I have always been interested in painting and sculpture but my concern with architecture and plunging into situations without formal training began at Vassar. The opportunity to plunge and tackle what would normally be considered professional problems was, I think, Vassar's greatest contribution to me. There was, for instance, the Arts Conference which we undertook and organized in nineteen forty-seven. It was Eve Borsook forty-nine who talked us into an exhibition on the relation of painting and sculpture to the buildings we live in and the objects we use. This was my first contact with modern architecture and E.B. has remained an inspiration. As a matter of fact, a significant number of Vassar names appear in this story. It was only after graduation, when the Seagram company acquired the Park Avenue site that I studied the history of architecture with Dr. Richard Krautheimer, formerly of Vassar, who was by then at the Institute of Fine Arts of New York University.
Post War Building
Post War Building
The new buildings that mushroomed with the post war boom in New York were a dismal lot. Demand for office space was tremendous and office buildings moved up town to Park Avenue. No thought was given to the meaning of a city nor to the men who lived in it. With the need for more space, the old zoning law which regulated the height and placement of buildings on Park Avenue was broken. Instead of rising twenty stories clean from the street, the new structures were allowed to zigzag back, with a tower twenty-five percent the size of the property sticking up out of a wedding cake base. Buildings were no longer really built; rather full-scale models of set-back zoning laws appeared, covered by cheap metal and glass curtain walls.

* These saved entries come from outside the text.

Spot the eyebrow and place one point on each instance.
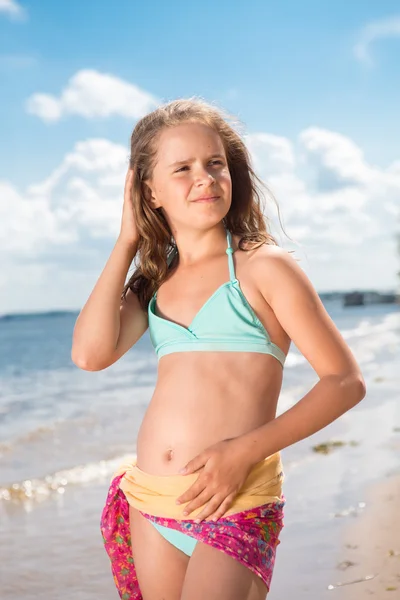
(190, 160)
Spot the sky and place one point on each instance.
(315, 85)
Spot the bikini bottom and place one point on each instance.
(248, 531)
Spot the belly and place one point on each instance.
(201, 399)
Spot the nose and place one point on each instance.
(203, 176)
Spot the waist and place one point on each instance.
(156, 494)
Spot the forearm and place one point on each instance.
(97, 327)
(331, 397)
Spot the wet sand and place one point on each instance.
(372, 546)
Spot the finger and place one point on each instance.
(221, 510)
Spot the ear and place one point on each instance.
(149, 195)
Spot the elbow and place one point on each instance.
(86, 363)
(358, 388)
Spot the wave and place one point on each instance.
(39, 489)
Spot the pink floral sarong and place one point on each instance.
(250, 536)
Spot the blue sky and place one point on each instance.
(315, 84)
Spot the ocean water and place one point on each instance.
(64, 431)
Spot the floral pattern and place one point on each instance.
(251, 537)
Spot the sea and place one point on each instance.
(64, 431)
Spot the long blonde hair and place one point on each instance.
(245, 218)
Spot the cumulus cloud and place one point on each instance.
(341, 210)
(91, 94)
(374, 31)
(13, 9)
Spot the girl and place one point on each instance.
(222, 302)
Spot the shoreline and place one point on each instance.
(370, 554)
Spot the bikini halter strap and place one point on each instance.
(229, 252)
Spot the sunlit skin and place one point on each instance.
(214, 412)
(191, 163)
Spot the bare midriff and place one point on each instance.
(202, 398)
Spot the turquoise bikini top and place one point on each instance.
(226, 322)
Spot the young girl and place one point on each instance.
(222, 302)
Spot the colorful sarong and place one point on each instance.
(248, 531)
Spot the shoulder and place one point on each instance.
(278, 271)
(300, 311)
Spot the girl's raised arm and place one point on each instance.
(106, 326)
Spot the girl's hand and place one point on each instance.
(224, 468)
(128, 231)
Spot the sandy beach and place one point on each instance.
(371, 546)
(341, 516)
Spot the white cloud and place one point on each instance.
(377, 30)
(91, 94)
(57, 234)
(12, 9)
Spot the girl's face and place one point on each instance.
(191, 164)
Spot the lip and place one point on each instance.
(207, 199)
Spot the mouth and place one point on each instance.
(207, 199)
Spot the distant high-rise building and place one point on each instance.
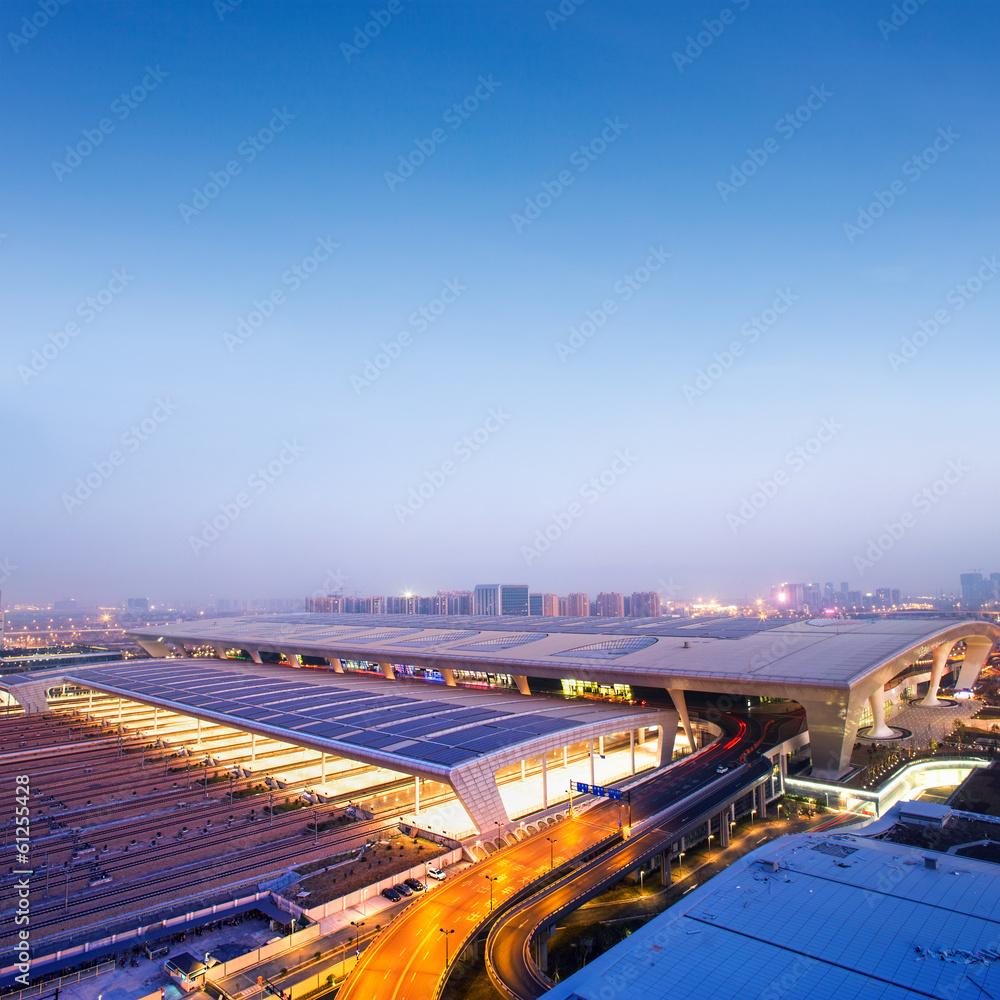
(501, 599)
(976, 591)
(645, 604)
(544, 605)
(610, 605)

But a building cannot be ignored as a painting can be passed by, or a book left unread. It imposes itself on us, for we must approach it, find our way into it and through it, be enveloped by it. It is a visual and kinetic experience. As we approach a building, we are aware of its size and mass. Our eye is delighted or repelled by the proportions of the whole, its parts, its details. We are conscious of the materials we pass and step on, the space the building creates inside and out. These spatial intangibles, as well as the materials and detailing, have a direct influence on human beings, for we have a reaction to them, conscious or not.
The responsibility for superior planning and painstaking detail required to make a building pleasing to the eye and spirit, and eminently habitable, would appear to fall solely on the architect. But the moment business organizations and institutions decide to build, they claim responsibility and take a moral position; and upon the choice of architect depends the quality of the statement.
Usually these institutions, occupied with their own business, are content to have a real estate developer take over these infinitely complicated building problems and affix their name to the resulting skyscraper. If they do not buy a ready-made package, how are they to choose the architect? In the middle fifties the few masters of modern architecture were generally unknown. Modern architecture was viewed with suspicion if considered at all. With one or two exceptions the new ziggurats were being designed by huge architectural firms who, thanks to their stereotyped thinking, were the undisputed leaders in the number of square feet built.
In nineteen fifty-four Joseph E. Seagram and Sons at last decided to build on Park Avenue. I was living in Europe when Seagram's intent to build reached me in Paris in July through a rendering of a very mediocre building. I flew to New York and started to learn all I could about the good buildings built since the war, and I consulted with architectural critics. I felt that my task was to explain to my father, the president of the company, what the business's responsibility could mean in terms of architecture and to convince him of the validity of the new architectural thinking that started to mature in the twenties.